Dopo il Congresso di Vienna nel 1815, nel giro di pochi mesi, più di cinquemila opere d’arte lasciarono la Francia per ritornare negli stati di appartenenza. Roma e l’Emilia riebbero una parte del loro patrimonio artistico. Ma non la Romagna perché le sue opere d’arte non erano finite in Francia, ma a Milano. E Milano era ritornata all’Austria che era parte della coalizione antinapoleonica vincente e “non accettava volentieri di spogliarsi di ciò che il destino e la vittoria le avevano consegnato”. Nel 1816 comunque alcuni dipinti furono riconsegnati alle città romagnole: a Rimini fu restituito il “San Giacomo in gloria” di Simone Cantarini.

Nel Dipartimento del Rubicone erano stati allestiti cinque depositi per le opere d’arte prelevate dalle chiese (a Ravenna, a Faenza, a Forlì, a Cesena e a Rimini). Questi ben presto furono colmi di una grande quantità di dipinti: quelli giudicati cattivi o poco importanti venivano subito messi in vendita; quelli giudicati buoni rimanevano a disposizione per l’arredamento e la decorazione degli uffici pubblici; i migliori venivano trasferiti a Milano.

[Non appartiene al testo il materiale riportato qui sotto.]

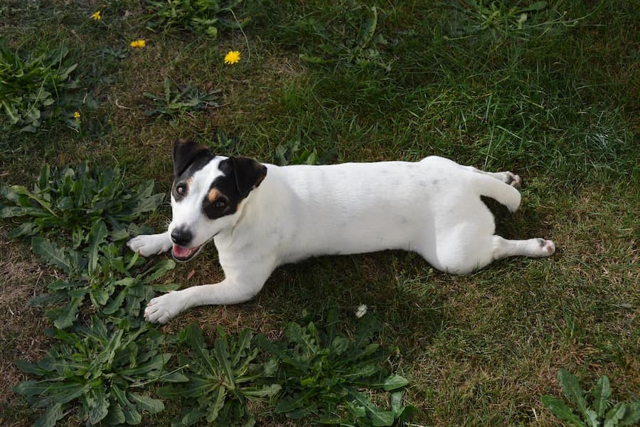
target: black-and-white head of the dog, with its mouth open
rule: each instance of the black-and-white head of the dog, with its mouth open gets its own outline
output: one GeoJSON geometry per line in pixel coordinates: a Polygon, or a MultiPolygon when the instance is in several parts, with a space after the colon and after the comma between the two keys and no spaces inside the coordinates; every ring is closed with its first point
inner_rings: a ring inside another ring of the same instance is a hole
{"type": "Polygon", "coordinates": [[[172,254],[193,258],[213,236],[238,221],[242,201],[267,176],[267,167],[246,157],[222,157],[208,147],[178,139],[174,143],[172,254]]]}

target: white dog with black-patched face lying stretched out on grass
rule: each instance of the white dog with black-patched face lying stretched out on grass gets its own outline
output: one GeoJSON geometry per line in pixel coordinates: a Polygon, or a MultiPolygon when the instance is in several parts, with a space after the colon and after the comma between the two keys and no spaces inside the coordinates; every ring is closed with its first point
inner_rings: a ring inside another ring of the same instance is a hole
{"type": "Polygon", "coordinates": [[[132,238],[140,255],[191,260],[213,240],[225,279],[153,298],[144,311],[164,324],[198,305],[255,297],[278,265],[317,255],[402,249],[438,270],[465,274],[494,260],[555,252],[543,238],[496,235],[487,196],[518,209],[520,176],[482,172],[443,157],[420,162],[278,167],[174,143],[173,218],[164,233],[132,238]]]}

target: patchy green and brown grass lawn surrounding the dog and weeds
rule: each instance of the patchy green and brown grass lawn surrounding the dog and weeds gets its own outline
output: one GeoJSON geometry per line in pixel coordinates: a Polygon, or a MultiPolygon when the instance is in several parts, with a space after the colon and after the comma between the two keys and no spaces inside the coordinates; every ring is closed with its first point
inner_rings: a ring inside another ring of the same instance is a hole
{"type": "MultiPolygon", "coordinates": [[[[499,214],[498,230],[553,238],[552,258],[503,260],[462,277],[409,253],[316,258],[278,268],[252,302],[197,308],[163,329],[197,322],[206,334],[219,324],[277,337],[302,308],[320,315],[333,304],[366,304],[385,325],[381,341],[400,349],[394,368],[410,380],[407,399],[420,408],[415,424],[557,425],[540,395],[560,395],[562,367],[585,383],[607,374],[621,399],[640,394],[640,9],[635,1],[558,1],[528,12],[519,29],[510,7],[533,1],[508,3],[494,2],[507,16],[494,22],[454,0],[247,0],[238,11],[252,19],[247,38],[228,29],[212,41],[149,31],[143,1],[5,2],[0,35],[9,45],[68,46],[76,77],[100,106],[82,111],[79,132],[63,125],[35,135],[1,132],[0,180],[28,184],[34,164],[90,159],[166,191],[177,137],[263,162],[276,162],[277,147],[299,139],[301,150],[316,149],[326,162],[437,154],[517,172],[523,206],[499,214]],[[353,50],[374,4],[376,42],[368,47],[390,70],[358,63],[353,50]],[[102,21],[89,19],[100,8],[102,21]],[[146,48],[130,49],[136,38],[146,48]],[[238,65],[223,65],[229,50],[242,52],[238,65]],[[221,89],[220,107],[171,122],[146,117],[143,93],[163,93],[165,78],[221,89]],[[218,130],[230,138],[224,144],[218,130]]],[[[150,223],[161,227],[169,215],[166,206],[150,223]]],[[[50,345],[48,325],[28,300],[56,273],[6,239],[7,231],[2,226],[0,423],[27,426],[37,414],[11,391],[26,378],[11,361],[38,359],[50,345]]],[[[174,280],[215,283],[222,276],[215,259],[208,248],[197,263],[176,268],[174,280]]],[[[261,417],[263,425],[294,425],[269,412],[261,417]]],[[[161,413],[146,423],[170,419],[161,413]]]]}

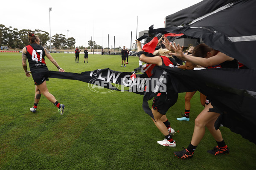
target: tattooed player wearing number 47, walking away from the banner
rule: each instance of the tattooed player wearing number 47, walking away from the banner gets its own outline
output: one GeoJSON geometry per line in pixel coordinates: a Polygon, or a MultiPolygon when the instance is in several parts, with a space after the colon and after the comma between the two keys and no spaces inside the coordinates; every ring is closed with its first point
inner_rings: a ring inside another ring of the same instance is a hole
{"type": "Polygon", "coordinates": [[[29,32],[29,42],[31,44],[27,45],[22,50],[22,65],[26,76],[30,77],[31,73],[35,82],[35,103],[34,107],[30,108],[30,111],[36,112],[41,94],[43,94],[50,102],[58,107],[62,115],[65,106],[60,104],[47,89],[46,80],[48,80],[49,70],[44,61],[44,57],[46,56],[58,68],[58,71],[64,72],[64,70],[58,65],[55,59],[52,58],[47,49],[39,45],[40,39],[37,35],[29,32]],[[29,61],[30,71],[27,70],[26,59],[29,61]]]}

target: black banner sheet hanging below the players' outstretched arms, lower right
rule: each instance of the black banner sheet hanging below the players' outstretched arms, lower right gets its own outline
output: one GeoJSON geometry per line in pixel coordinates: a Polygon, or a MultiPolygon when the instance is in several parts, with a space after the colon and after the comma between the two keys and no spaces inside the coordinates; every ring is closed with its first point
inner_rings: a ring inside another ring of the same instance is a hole
{"type": "Polygon", "coordinates": [[[196,89],[206,95],[212,105],[224,111],[215,127],[222,124],[256,144],[256,71],[232,68],[195,71],[160,67],[169,73],[175,91],[196,89]]]}

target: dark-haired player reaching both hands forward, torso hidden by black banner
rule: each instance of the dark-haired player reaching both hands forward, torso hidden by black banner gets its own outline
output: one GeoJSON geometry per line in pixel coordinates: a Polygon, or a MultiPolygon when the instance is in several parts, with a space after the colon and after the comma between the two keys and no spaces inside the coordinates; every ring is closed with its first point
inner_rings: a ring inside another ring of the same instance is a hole
{"type": "MultiPolygon", "coordinates": [[[[165,38],[166,42],[163,42],[166,45],[166,48],[175,53],[170,53],[179,57],[183,61],[190,61],[195,64],[201,65],[205,68],[218,65],[218,68],[238,68],[238,62],[236,59],[227,56],[226,54],[221,53],[220,51],[210,48],[206,44],[197,45],[193,51],[192,56],[183,54],[183,46],[170,45],[169,41],[165,38]],[[195,57],[196,56],[196,57],[195,57]]],[[[218,108],[218,106],[212,105],[209,101],[209,104],[205,105],[205,108],[195,119],[195,129],[192,136],[191,143],[189,146],[182,150],[175,152],[175,155],[180,159],[192,158],[196,147],[198,146],[201,139],[204,137],[205,126],[208,128],[209,132],[214,137],[218,146],[214,147],[212,150],[208,150],[208,153],[213,155],[218,155],[220,153],[229,153],[229,148],[225,144],[221,131],[215,129],[215,122],[223,111],[218,108]]]]}

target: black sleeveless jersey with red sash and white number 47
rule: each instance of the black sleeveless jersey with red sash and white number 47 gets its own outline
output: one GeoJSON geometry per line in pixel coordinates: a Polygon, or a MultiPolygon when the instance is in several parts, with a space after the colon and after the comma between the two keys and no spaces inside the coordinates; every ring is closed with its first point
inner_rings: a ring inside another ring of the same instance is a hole
{"type": "Polygon", "coordinates": [[[44,48],[38,44],[30,44],[26,46],[26,57],[29,61],[29,68],[31,73],[38,73],[48,71],[44,61],[44,48]]]}

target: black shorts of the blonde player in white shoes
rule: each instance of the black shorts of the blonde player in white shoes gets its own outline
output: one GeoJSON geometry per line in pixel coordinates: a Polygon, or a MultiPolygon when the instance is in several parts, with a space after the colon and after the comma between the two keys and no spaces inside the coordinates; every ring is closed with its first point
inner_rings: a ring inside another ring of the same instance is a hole
{"type": "Polygon", "coordinates": [[[165,115],[169,108],[171,108],[178,99],[178,94],[173,93],[158,93],[153,100],[152,108],[159,113],[165,115]]]}

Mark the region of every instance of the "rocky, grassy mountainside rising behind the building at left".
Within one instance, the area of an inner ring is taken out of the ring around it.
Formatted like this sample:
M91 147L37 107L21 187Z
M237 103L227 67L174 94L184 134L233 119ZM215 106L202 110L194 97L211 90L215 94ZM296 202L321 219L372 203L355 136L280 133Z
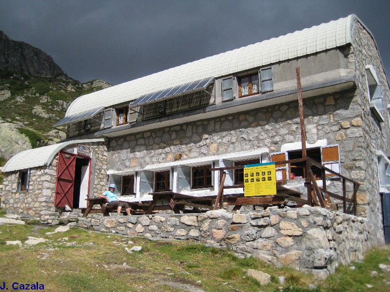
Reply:
M0 158L59 142L65 128L53 129L78 96L111 84L68 77L52 57L0 32Z

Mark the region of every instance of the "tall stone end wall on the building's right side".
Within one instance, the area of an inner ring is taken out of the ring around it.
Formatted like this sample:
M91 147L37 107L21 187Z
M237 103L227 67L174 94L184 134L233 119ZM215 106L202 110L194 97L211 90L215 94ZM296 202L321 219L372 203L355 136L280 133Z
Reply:
M358 206L358 212L370 219L374 230L376 230L373 236L377 237L379 242L383 242L382 207L375 150L382 150L386 154L389 149L390 124L387 110L387 105L390 104L389 83L373 38L357 21L353 30L352 49L353 52L351 55L353 55L358 80L356 91L358 103L361 105L362 120L364 121L361 130L365 145L364 151L356 154L361 156L358 163L362 165L364 170L355 177L365 183L359 190L367 194L365 197L360 197L360 203L363 204ZM366 65L372 65L374 67L382 86L382 96L385 105L385 110L381 111L385 120L383 123L377 121L369 107Z

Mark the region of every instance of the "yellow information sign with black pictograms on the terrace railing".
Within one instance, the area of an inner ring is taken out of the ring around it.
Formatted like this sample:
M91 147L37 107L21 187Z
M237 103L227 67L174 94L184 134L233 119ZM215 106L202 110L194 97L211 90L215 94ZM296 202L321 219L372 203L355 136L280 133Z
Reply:
M244 197L276 195L275 163L244 166Z

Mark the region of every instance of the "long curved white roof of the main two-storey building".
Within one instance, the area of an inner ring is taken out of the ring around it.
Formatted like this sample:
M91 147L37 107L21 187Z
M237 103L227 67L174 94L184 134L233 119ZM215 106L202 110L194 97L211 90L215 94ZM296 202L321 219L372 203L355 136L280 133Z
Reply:
M65 116L128 102L194 80L229 75L351 43L355 18L350 15L82 95L72 102Z

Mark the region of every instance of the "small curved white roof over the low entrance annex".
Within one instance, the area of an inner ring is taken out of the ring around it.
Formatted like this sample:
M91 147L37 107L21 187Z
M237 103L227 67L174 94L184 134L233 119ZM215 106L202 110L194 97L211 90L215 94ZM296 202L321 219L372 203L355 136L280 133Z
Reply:
M59 152L59 150L72 144L91 143L91 142L103 142L104 139L88 139L88 140L74 140L54 144L50 146L44 146L29 150L24 150L15 156L13 156L4 165L2 172L10 172L21 169L28 169L43 165L49 165L53 160L53 157Z

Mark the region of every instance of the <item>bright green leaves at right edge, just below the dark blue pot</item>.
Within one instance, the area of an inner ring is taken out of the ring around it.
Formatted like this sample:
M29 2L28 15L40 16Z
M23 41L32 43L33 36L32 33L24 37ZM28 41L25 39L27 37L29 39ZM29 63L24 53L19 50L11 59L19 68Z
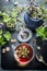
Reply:
M37 32L36 35L40 36L43 39L47 38L47 27L40 26L40 27L36 28L36 32Z

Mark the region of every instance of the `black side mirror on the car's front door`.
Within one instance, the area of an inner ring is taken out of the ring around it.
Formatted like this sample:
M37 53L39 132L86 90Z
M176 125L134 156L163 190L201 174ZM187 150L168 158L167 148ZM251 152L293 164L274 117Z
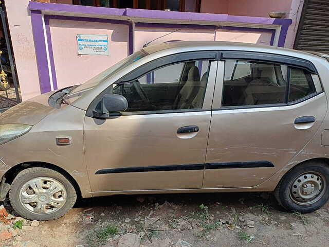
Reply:
M108 118L110 112L123 112L127 110L128 102L120 94L105 94L93 111L94 117Z

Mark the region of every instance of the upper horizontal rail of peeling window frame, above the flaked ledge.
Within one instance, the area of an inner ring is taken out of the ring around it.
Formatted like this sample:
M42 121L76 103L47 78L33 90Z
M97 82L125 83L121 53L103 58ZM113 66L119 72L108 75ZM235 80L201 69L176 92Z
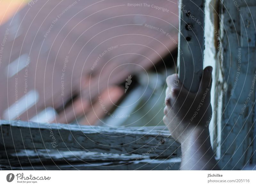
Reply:
M168 130L4 120L0 126L0 147L7 153L12 150L55 149L168 158L176 156L180 147Z

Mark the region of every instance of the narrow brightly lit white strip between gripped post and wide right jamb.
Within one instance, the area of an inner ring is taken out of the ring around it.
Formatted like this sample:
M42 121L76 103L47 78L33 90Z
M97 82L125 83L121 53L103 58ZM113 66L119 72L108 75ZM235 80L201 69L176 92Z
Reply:
M205 21L204 21L204 36L205 36L205 50L204 50L204 68L212 66L212 89L211 89L211 104L212 104L212 120L209 125L211 143L213 151L216 153L216 158L220 158L220 133L221 127L218 123L218 107L220 107L221 100L219 95L222 95L222 88L218 86L221 81L220 61L223 57L222 49L219 48L219 0L205 1ZM221 46L221 45L220 45Z

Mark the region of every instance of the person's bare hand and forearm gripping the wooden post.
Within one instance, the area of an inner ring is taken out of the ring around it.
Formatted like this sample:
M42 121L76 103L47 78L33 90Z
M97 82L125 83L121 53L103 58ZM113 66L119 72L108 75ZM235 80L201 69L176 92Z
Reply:
M181 143L180 170L219 170L211 147L208 124L212 118L212 67L204 69L199 90L189 92L177 74L166 78L163 121Z

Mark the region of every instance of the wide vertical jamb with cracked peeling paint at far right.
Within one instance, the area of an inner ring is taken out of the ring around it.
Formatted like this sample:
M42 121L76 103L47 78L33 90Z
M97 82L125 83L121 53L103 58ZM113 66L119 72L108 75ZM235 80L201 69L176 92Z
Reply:
M255 86L252 92L250 90L256 75L256 1L220 2L223 80L218 87L226 92L218 109L221 126L219 165L222 169L239 170L252 163L255 150Z

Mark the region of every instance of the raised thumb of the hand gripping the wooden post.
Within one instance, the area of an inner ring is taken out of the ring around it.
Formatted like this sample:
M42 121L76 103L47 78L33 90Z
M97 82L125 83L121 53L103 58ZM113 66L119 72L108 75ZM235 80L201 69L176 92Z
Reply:
M204 69L199 86L200 86L199 87L200 93L204 93L206 89L209 89L209 91L211 91L211 88L212 88L212 67L211 66L207 66Z

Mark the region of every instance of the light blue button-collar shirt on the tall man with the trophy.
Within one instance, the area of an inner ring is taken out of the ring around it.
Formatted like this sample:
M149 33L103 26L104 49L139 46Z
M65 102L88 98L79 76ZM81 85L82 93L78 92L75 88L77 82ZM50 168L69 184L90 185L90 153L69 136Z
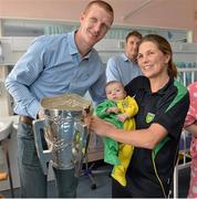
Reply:
M105 98L104 65L94 49L81 56L74 33L39 36L17 62L6 80L17 114L35 118L43 97L64 93Z

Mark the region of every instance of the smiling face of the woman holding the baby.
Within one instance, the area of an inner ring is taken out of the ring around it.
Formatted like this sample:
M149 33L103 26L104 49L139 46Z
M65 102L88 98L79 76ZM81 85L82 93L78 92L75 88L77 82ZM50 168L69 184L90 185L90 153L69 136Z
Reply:
M164 54L155 43L145 41L139 45L137 62L148 78L167 74L169 54Z

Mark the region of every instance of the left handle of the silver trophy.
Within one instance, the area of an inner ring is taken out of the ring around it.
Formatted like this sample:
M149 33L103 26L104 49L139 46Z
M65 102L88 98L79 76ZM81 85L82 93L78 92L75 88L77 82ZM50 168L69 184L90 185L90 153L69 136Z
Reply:
M44 121L33 121L33 134L35 140L37 153L40 159L41 168L44 175L48 175L48 163L52 159L52 153L43 150L41 133L44 130Z

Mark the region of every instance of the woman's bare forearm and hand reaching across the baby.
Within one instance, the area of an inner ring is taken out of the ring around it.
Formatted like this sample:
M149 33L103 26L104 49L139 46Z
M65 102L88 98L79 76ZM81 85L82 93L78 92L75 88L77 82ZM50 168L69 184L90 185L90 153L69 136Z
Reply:
M167 135L167 130L159 124L152 124L145 129L124 130L96 116L91 118L90 128L100 136L148 149L154 148Z

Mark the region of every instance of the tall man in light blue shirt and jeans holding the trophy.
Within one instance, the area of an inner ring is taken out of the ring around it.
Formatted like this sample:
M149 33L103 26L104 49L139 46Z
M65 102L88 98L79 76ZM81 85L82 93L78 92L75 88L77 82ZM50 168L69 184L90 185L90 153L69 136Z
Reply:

Da Rimini partirono per Milano, secondo la lista compilata da Appiani, il quadro di Cantarini sopra citato, il “San Girolamo” del Guercino, “L’Epifania” di Giorgio Vasari, un quadro del Guercino preso a Mondaino, una “Madonna” di Raffaello (supposto) e un quadro di Pietro da Cortona presi a Sant’Agata Feltria. Ma Rimini non fu “collaborativa” con le autorità francesi: nonostante fossero ripetutamente richiesti non partirono per Milano il “San Girolamo” del Guercino e diversi quadri del Vasari.

Napoleone non fu l’unico che approfittò del patrimonio ecclesiastico: mezzo secolo dopo il Regno d’Italia sabaudo con la legge del 7 luglio 1866 soppresse gli ordini e le corporazioni religiose e con quella del 15 agosto 1867 liquidò l’”asse ecclesiastico” divenendo proprietario dei loro beni. Ma questa è un’altra storia, come dice Pasini. A cui io aggiungerei anche la storia delle razzie compiute in Italia dai nazisti fra il 1943 e il 1945.

Le opere d’arte italiane costituiscono ancor oggi, spesso, le sezioni più importanti dei maggiori musei del mondo.